For someone early in their career, this is a great opportunity to work with technology you’ve never used before. We use Google Cloud Platform (GCP) and a streaming engine called Dataflow, as well as the industry-standard Apache Beam, to stream data to our customers and internal apps in real-time. We use BigQuery in GCP to build indexes and handle complex SQL queries with fast response times.  We use Java heavily, as well as Kafka for temporarily storing data, and a number of other cutting-edge technologies, all to ensure that we’re handling enormous amounts of data in the most secure way possible, to provide the most value for our customers.
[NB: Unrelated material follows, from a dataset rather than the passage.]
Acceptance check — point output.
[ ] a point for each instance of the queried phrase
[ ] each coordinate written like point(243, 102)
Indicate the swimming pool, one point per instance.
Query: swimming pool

This company is a pioneer in firewall technology and is a growing player in cloud-based security, so this is a chance for someone to explore technology from a whole new perspective.

This is not work we perform in isolation. We communicate with each other frequently, within the team and with others outside our team, to solve problems and develop new products, and the communication channels are always open at all levels in the organization, all the way up to the Senior Vice President, who is actually very involved and supportive of what we do. Not only that but we also work directly with our enterprise customers — upwards of 5,000 of them — to ensure we’re addressing their issues properly. We do presentations for customers and other departments within the company as well. Anyone who works within the Cortex Data Lake team should be comfortable communicating with others on a regular basis.

The people I work with and I all feel motivated when we walk into work every day. We see new things happening every day, new challenges to meet, and we truly want to improve and grow. We’re excited by the importance of the work we’re doing, and anyone who’s looking to join this team should be excited to embrace that. Whether you’re coming in with nothing but training in Java or basic and looking for an entry-level position or you are a senior-level architect with strong skills in streaming and Big Data and are prepared to mentor junior engineers, this growing team needs motivated people at all levels who are ready for the challenges of Big Data in a security environment.